— Добрый вечер!
Он поднялся с длинной, выкрашенной в белый цвет скамьи и пошел ей навстречу. Итка медленно расстегивала пальто, глядя ему прямо в лицо. Она заметила, как оживились его глаза.
— Итка, я ведь вас еще не видел без халата. Но вам эта одежда к лицу. Очень к лицу.
— Спасибо, — сказала она тихо, радуясь, что он заметил, как тщательно оделась она для свидания.
Вдруг он протянул к ней обе руки. Долю секунды она колебалась, потом робко взяла их в свои ладони.
— Вам плохо?
— Нет-нет. Вовсе нет. Я рад, что вы здесь.
— Сядем? — предложила она и с неохотой отпустила его сильные горячие пальцы.
— Да, конечно. Хотя… Я надеюсь, мы скоро встретимся в более приятной обстановке, — сказал он и тут же поспешил добавить, что с ней ему хорошо везде.
Итка села напротив за длинный стол. Он нервно подтянул пояс больничного халата. Худые широкие плечи острыми углами выступали из-под ткани. Шрам на лбу покраснел, он прикрыл его, сдвинув ниже прядку волос. На исхудалом лице с выступающими скулами читалось беспокойство.
— Мы хотели о чем-то переговорить, не так ли? — сказал он, чтобы вообще как-то начать разговор.
— Утром у вас был грустный вид, — ответила она и улыбнулась. Она готова была в эту минуту сказать ему, что он ей очень нравится.
— На это есть причины, — вздохнул он. — Вы ведь знаете, что я очень хочу вернуться в полк, снова летать. Но меня ждет обследование в Институте авиационной медицины, а потом… потом специальная комиссия. Скажите: что говорят врачи? Каковы мои шансы?
Итка пожала плечами:
— Здесь ваше лечение закончено. Если бы вы не были летчиком, то уже отправились бы в часть. Не знаю, почему вы так спешите…

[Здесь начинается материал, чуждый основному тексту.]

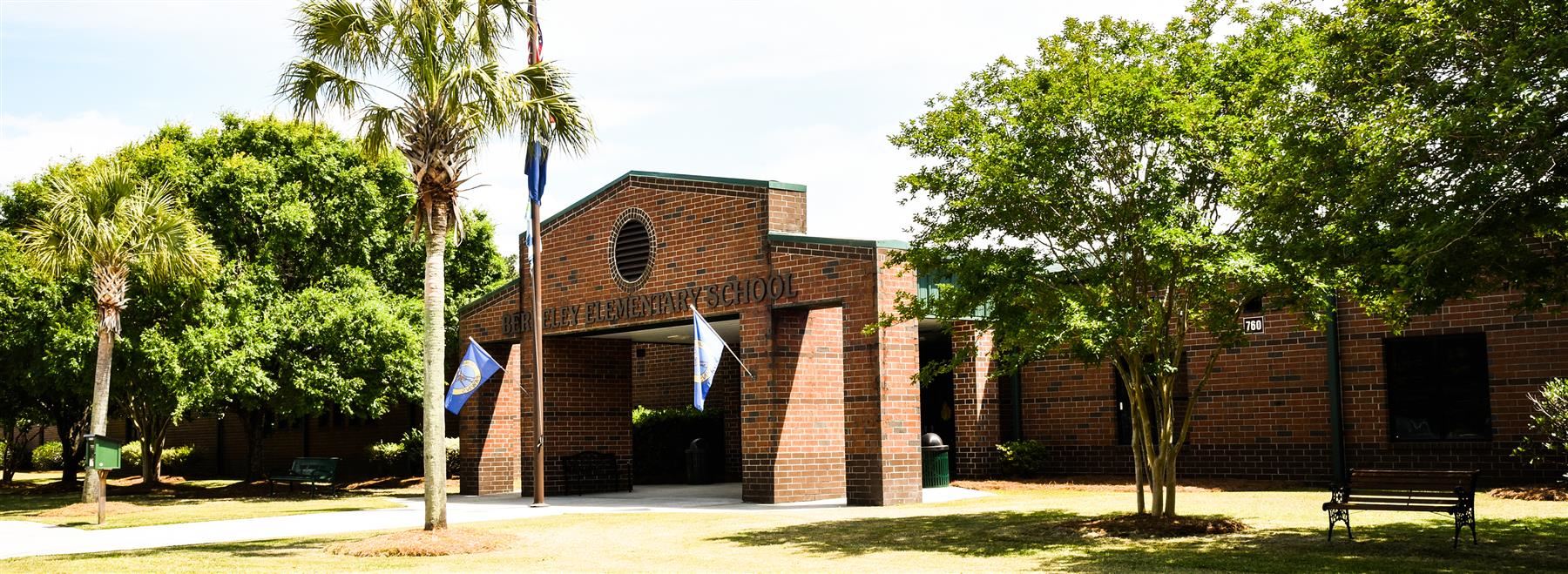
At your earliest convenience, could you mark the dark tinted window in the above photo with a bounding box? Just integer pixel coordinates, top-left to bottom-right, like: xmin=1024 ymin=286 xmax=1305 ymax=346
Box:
xmin=1383 ymin=333 xmax=1491 ymax=441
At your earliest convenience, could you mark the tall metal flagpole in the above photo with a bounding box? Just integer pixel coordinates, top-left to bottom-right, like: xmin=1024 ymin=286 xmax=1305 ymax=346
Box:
xmin=524 ymin=0 xmax=549 ymax=507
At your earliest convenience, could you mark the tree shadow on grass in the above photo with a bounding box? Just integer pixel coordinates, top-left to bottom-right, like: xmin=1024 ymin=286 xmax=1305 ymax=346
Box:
xmin=720 ymin=510 xmax=1568 ymax=572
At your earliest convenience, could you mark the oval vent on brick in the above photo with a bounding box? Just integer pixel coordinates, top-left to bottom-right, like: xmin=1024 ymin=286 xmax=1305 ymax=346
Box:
xmin=610 ymin=207 xmax=657 ymax=290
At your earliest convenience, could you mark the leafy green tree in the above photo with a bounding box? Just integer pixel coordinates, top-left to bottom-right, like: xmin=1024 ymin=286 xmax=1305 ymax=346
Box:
xmin=22 ymin=161 xmax=218 ymax=502
xmin=884 ymin=2 xmax=1300 ymax=516
xmin=1234 ymin=0 xmax=1568 ymax=325
xmin=278 ymin=0 xmax=591 ymax=530
xmin=180 ymin=267 xmax=419 ymax=478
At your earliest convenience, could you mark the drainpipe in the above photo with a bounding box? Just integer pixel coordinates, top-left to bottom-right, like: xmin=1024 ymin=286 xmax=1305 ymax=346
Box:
xmin=1013 ymin=367 xmax=1024 ymax=441
xmin=1327 ymin=295 xmax=1348 ymax=484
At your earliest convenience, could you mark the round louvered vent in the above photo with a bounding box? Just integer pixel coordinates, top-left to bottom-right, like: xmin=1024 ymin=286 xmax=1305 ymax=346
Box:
xmin=610 ymin=208 xmax=654 ymax=290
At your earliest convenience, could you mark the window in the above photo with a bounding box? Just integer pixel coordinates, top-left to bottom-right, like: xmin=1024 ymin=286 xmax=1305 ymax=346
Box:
xmin=1383 ymin=333 xmax=1491 ymax=441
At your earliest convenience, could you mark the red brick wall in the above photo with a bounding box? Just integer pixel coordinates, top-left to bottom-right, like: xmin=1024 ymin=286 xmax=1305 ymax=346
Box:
xmin=461 ymin=176 xmax=921 ymax=503
xmin=521 ymin=337 xmax=632 ymax=496
xmin=1004 ymin=295 xmax=1568 ymax=482
xmin=458 ymin=343 xmax=524 ymax=494
xmin=743 ymin=307 xmax=845 ymax=502
xmin=952 ymin=321 xmax=1002 ymax=478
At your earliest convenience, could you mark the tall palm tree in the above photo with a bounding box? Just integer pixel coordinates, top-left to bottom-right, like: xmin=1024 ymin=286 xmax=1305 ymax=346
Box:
xmin=278 ymin=0 xmax=592 ymax=530
xmin=22 ymin=161 xmax=218 ymax=502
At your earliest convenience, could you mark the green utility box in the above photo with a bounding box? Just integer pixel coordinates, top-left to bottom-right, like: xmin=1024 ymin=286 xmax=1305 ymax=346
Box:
xmin=86 ymin=435 xmax=122 ymax=470
xmin=921 ymin=433 xmax=949 ymax=488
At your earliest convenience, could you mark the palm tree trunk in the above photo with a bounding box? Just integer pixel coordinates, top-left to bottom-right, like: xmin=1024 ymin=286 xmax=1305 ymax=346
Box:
xmin=82 ymin=325 xmax=114 ymax=502
xmin=425 ymin=202 xmax=447 ymax=530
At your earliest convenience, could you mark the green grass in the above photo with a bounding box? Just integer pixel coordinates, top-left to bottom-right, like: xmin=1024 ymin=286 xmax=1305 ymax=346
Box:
xmin=0 ymin=472 xmax=400 ymax=530
xmin=0 ymin=490 xmax=1568 ymax=572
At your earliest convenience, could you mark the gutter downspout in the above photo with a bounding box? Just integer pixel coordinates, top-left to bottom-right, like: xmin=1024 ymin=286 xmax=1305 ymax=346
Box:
xmin=1327 ymin=295 xmax=1348 ymax=484
xmin=1011 ymin=367 xmax=1024 ymax=441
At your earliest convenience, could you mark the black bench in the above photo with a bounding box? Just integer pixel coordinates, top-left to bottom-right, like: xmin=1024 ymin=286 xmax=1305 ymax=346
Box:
xmin=1323 ymin=470 xmax=1480 ymax=547
xmin=561 ymin=450 xmax=632 ymax=494
xmin=267 ymin=456 xmax=337 ymax=494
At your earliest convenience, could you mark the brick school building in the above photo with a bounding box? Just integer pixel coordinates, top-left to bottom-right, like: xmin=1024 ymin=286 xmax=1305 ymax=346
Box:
xmin=459 ymin=171 xmax=1568 ymax=505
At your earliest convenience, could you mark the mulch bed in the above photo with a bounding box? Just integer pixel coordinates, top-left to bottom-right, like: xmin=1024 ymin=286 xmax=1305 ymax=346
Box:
xmin=326 ymin=529 xmax=517 ymax=557
xmin=1058 ymin=515 xmax=1248 ymax=538
xmin=37 ymin=502 xmax=151 ymax=517
xmin=1490 ymin=484 xmax=1568 ymax=500
xmin=953 ymin=476 xmax=1305 ymax=492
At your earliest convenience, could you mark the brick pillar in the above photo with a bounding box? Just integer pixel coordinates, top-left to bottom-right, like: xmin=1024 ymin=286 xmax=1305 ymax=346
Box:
xmin=843 ymin=249 xmax=921 ymax=505
xmin=952 ymin=321 xmax=1002 ymax=478
xmin=519 ymin=337 xmax=633 ymax=496
xmin=458 ymin=345 xmax=522 ymax=494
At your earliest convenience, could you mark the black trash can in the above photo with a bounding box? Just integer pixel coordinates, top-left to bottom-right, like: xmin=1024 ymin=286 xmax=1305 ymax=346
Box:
xmin=686 ymin=439 xmax=713 ymax=484
xmin=921 ymin=433 xmax=949 ymax=488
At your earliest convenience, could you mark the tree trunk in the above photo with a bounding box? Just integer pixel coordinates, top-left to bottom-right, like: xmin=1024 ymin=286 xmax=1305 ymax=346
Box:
xmin=80 ymin=327 xmax=114 ymax=502
xmin=425 ymin=200 xmax=447 ymax=530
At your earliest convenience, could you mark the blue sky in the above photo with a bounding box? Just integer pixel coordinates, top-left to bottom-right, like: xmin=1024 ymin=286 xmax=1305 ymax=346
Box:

— Не терпится снова сесть в самолет, увидеть небо…
— А что с вами произошло, если не секрет?
— Я полетел с высокой температурой. Перед этим я хотел было доложить, что заболел, но меня опередил приказ. А потом, как нарочно, появился туман… Ну а результат вам известен.
— Но за это вас же не могут судить, — возразила Итка. — Вы выполняли приказ..
— Да. Но в таком состоянии я был обязан отказаться от полета. Вместо меня полетел бы другой. А судить меня, разумеется, могут и будут. Вы не знаете ряда других обстоятельств. Так что перед вами погибший человек, — добавил он полушутя-полусерьезно.
— А вы когда-нибудь думали о том, что вам придется делать какую-нибудь другую работу? — Итка не сразу решилась задать этот вопрос.
— Другую работу? — Слезак взглянул на нее, не понимая. — Другую работу? — повторил он.
— Я имею в виду работу, не связанную с полетами. Вообще не связанную с военной службой.
Он беспомощно пожал плечами:
— Если я не буду летать, я сам уйду из армии. Но для меня это была бы величайшая утрата в жизни.
— А это не иллюзия? — мягко возразила она.
Он отреагировал именно так, как она ожидала: поднятые брови и изумленные глаза, в которых было что-то похожее на гнев.
— Ил-лю-зи-я? — удивленно произнес он. — Почему иллюзия?
— Люди часто думают, что не могут жить без того или другого, но настают трудные времена, и они вдруг понимают, что прекрасно могут без этого обойтись. Они благодарят судьбу, что вообще остались живы, ибо самое главное — жизнь, прежде всего жизнь.
— Мне кажется, вы имеете в виду существование, — заметил он иронически.
— Это само по себе уже много, — не отступала Итка. — Здесь, в госпитале, я часто вижу, что людям приходится смиряться с потерями.
Он покачал головой:
— Постараюсь вам объяснить положение. Я живу не в безвоздушном пространстве. Кто я атакой? Я солдат, нарушивший предписания, дисциплину. Речь идет не только о наказании, но и об ответственности. Перед коллективом, перед друзьями. Перед партийной организацией. Мне этого не простят. И я могу утратить не только право летать, но и ощущение принадлежности к коллективу. Я буду чувствовать себя никому не нужным, изгоем. Поверьте мне. Когда я среди товарищей, когда летаю, то это похоже на то, как я раньше, давным-давно, сидел за роялем.
— Вы играли? — спросила Итка удивленно: она не могла себе представить, что его сильные, крепкие пальцы могли когда-то бегать по клавиатуре.
— Да, лет двенадцать назад. И хотел посвятить жизнь музыке. Все получилось иначе, но я… я просто счастлив.
— Значит, вы ни за что не согласились бы добровольно расстаться с авиацией? — В ее голосе чувствовалась безнадежность.